A HOTEL where British tourists were massacred in an ISIS attack two years ago has reopened.

The owner of the former Imperial Marhaba hotel in the Mediterranean resort of Sousse said the beachfront property had been given an overhaul with "a view to the future" and to remove its association with the horrifying terror attack.


Zohra Driss told The Associated Press that the hotel was renamed Kantaoui Bay to erase "the painful memory of the drama" of June 26, 2015.

On that day the hotel at Port El Kanaoui was hosting 565 guests when Seifeddine Rezgui launched an attack on people on the beach.
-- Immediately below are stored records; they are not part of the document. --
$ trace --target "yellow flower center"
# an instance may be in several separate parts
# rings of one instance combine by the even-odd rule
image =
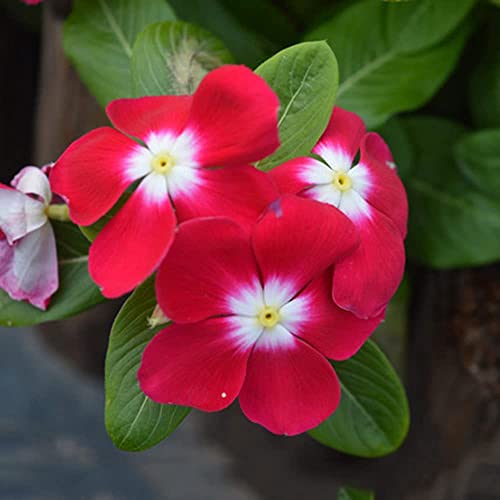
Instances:
[[[151,168],[157,174],[166,175],[175,166],[175,160],[168,153],[158,153],[151,160]]]
[[[333,177],[332,184],[340,191],[347,191],[351,189],[352,180],[344,172],[337,172]]]
[[[259,313],[259,321],[262,326],[272,328],[280,320],[280,313],[276,307],[266,306]]]

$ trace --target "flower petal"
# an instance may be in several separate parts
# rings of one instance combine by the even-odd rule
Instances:
[[[45,310],[59,287],[54,232],[44,224],[9,245],[0,238],[0,288],[14,300]]]
[[[396,292],[405,267],[403,238],[385,215],[372,209],[359,219],[358,249],[335,265],[333,299],[360,318],[377,317]]]
[[[39,196],[45,205],[52,200],[49,179],[38,167],[24,167],[14,177],[12,185],[22,193]]]
[[[279,146],[279,100],[269,85],[244,66],[211,71],[193,96],[186,131],[198,142],[203,166],[245,165]]]
[[[196,169],[189,191],[173,193],[172,197],[179,221],[226,216],[250,228],[278,193],[267,174],[248,165]]]
[[[365,171],[369,187],[364,198],[370,205],[394,222],[403,238],[408,222],[408,200],[406,191],[394,168],[391,152],[382,137],[372,132],[361,142],[360,164],[353,168]]]
[[[313,153],[321,156],[334,170],[349,170],[365,132],[365,124],[357,114],[335,107]]]
[[[383,319],[360,319],[332,300],[332,270],[310,283],[280,310],[283,326],[326,357],[353,356]]]
[[[90,247],[89,271],[103,295],[119,297],[152,274],[172,243],[175,226],[165,178],[148,176]]]
[[[179,226],[156,280],[158,303],[178,323],[231,314],[235,299],[259,289],[250,237],[226,218],[203,218]],[[232,305],[233,304],[233,305]]]
[[[227,319],[172,324],[146,347],[139,384],[158,403],[219,411],[238,396],[250,352],[233,338]]]
[[[324,356],[279,328],[273,334],[282,337],[280,342],[269,342],[263,334],[252,351],[240,406],[252,422],[293,436],[316,427],[335,411],[340,384]]]
[[[151,134],[179,135],[186,126],[192,96],[164,95],[111,101],[106,113],[124,134],[148,143]]]
[[[0,186],[0,229],[9,244],[39,229],[46,222],[45,206],[41,201]]]
[[[110,127],[95,129],[66,149],[51,170],[50,184],[67,201],[76,224],[96,222],[143,175],[131,164],[142,149]]]
[[[307,156],[278,165],[270,170],[269,175],[282,194],[297,194],[317,184],[329,184],[333,179],[331,168]]]
[[[294,295],[354,250],[359,237],[335,207],[284,195],[257,222],[252,241],[264,283],[293,283]]]

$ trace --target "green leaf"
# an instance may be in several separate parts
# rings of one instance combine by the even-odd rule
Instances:
[[[469,108],[479,128],[500,127],[500,11],[493,12],[477,53],[479,64],[470,72]]]
[[[102,106],[132,97],[132,46],[146,26],[175,20],[165,0],[77,0],[64,24],[64,51]]]
[[[134,95],[192,94],[209,71],[231,62],[222,42],[204,29],[180,21],[153,24],[134,44]]]
[[[500,199],[500,129],[464,136],[455,146],[455,158],[478,189]]]
[[[0,290],[0,325],[25,326],[74,316],[105,299],[87,270],[89,243],[70,223],[52,221],[59,259],[59,290],[47,311],[12,300]]]
[[[382,351],[368,341],[354,357],[333,366],[342,386],[340,405],[309,434],[360,457],[395,451],[408,432],[410,417],[403,386]]]
[[[190,411],[155,403],[139,388],[142,353],[165,328],[148,324],[155,306],[154,278],[149,278],[127,300],[111,329],[106,355],[106,429],[115,446],[126,451],[151,448],[169,436]]]
[[[397,120],[410,145],[398,156],[398,139],[382,134],[394,152],[410,203],[410,258],[436,268],[482,265],[500,258],[500,197],[477,189],[453,156],[464,128],[454,122],[414,117]],[[394,128],[394,126],[393,126]],[[401,150],[401,148],[399,148]]]
[[[179,18],[218,36],[238,62],[255,67],[296,35],[268,0],[171,0]]]
[[[375,500],[375,495],[371,491],[340,488],[337,500]]]
[[[337,93],[337,60],[325,42],[305,42],[278,52],[255,72],[272,87],[281,104],[281,146],[256,164],[270,170],[309,154],[321,137]]]
[[[363,0],[307,36],[326,39],[341,70],[337,104],[369,127],[428,101],[453,70],[474,0]]]

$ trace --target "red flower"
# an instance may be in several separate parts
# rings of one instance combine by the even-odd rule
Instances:
[[[361,149],[359,163],[352,166]],[[366,133],[354,113],[335,108],[313,158],[296,158],[271,171],[283,193],[338,207],[356,225],[358,250],[334,268],[335,302],[361,318],[379,315],[404,272],[408,203],[382,138]]]
[[[331,299],[327,268],[357,244],[339,210],[290,195],[251,235],[226,218],[181,224],[156,282],[174,323],[146,347],[142,390],[204,411],[239,396],[245,415],[277,434],[321,423],[340,398],[326,357],[352,356],[380,322]]]
[[[90,274],[105,296],[132,290],[156,269],[177,220],[255,221],[276,192],[248,163],[278,147],[278,107],[263,79],[243,66],[224,66],[193,96],[113,101],[107,113],[118,130],[94,130],[64,152],[51,183],[77,224],[97,221],[142,179],[90,249]],[[206,168],[221,166],[231,168]]]

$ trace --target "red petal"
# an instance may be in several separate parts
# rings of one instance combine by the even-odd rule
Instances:
[[[179,221],[219,215],[250,227],[278,197],[269,176],[251,166],[198,169],[195,182],[173,194]]]
[[[348,170],[365,132],[365,124],[358,115],[335,107],[313,153],[321,156],[332,168]]]
[[[359,166],[355,167],[368,171],[370,187],[365,199],[389,217],[404,238],[408,221],[408,200],[394,167],[391,152],[382,137],[374,132],[366,134],[361,142],[361,160]]]
[[[396,292],[405,267],[401,233],[382,213],[360,220],[361,244],[335,265],[333,299],[360,318],[375,317]]]
[[[158,303],[176,322],[230,314],[230,297],[258,283],[247,232],[225,218],[193,219],[179,226],[156,280]]]
[[[244,165],[279,146],[279,100],[269,85],[244,66],[210,72],[193,96],[187,129],[204,166]]]
[[[360,319],[338,307],[332,300],[332,271],[328,269],[281,309],[281,318],[290,332],[326,357],[343,360],[358,351],[383,315]]]
[[[321,184],[322,182],[318,181],[324,180],[322,175],[324,176],[325,173],[330,175],[326,182],[331,182],[333,179],[331,169],[314,158],[304,156],[273,168],[269,175],[278,186],[280,193],[297,194],[315,184]]]
[[[76,224],[93,224],[118,201],[135,180],[127,159],[139,147],[120,132],[102,127],[66,149],[50,172],[50,184],[67,201]]]
[[[119,297],[143,282],[172,243],[175,215],[167,195],[151,199],[152,182],[146,178],[139,185],[90,248],[89,271],[105,297]]]
[[[264,283],[278,279],[295,293],[358,242],[356,228],[340,210],[293,195],[274,202],[253,231]]]
[[[179,135],[186,126],[192,96],[153,96],[117,99],[108,104],[106,113],[124,134],[148,142],[151,133]]]
[[[316,427],[335,411],[340,384],[320,353],[288,335],[287,346],[275,349],[259,339],[248,360],[240,406],[252,422],[293,436]]]
[[[219,411],[238,396],[250,352],[223,318],[173,324],[146,347],[139,384],[158,403]]]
He used a Kalashnikov assault rifle he had concealed in a beach umbrella to fire at tourists.

The terror killer said he would not kill Tunisians or Muslims – so locals formed a human wall to protect tourists.

He then entered the hotel, gunning down tourists who crossed his path.



He also used grenades during his cowardly rampage.

The attacker had spoken to his father on a mobile, which was then thrown into the sea before he began to fire.

In total 38 people were killed, 30 of them British.

It was the second attack that year targeting tourists in Tunisia, and the country's tourism industry has yet to recover.



Rezgui was a 23-year-old electrical engineering student.

He was studying at the University of Kairouan, in northwest Tunisia. He had a girlfriend, drank alcohol and was a local break-dancing star.

It is thought he may have been high on cocaine during the attack.

He is believed to have been radicalised over issues such as the Libyan Civil War and Western inaction against the Assad government.

He was killed during the attack by police.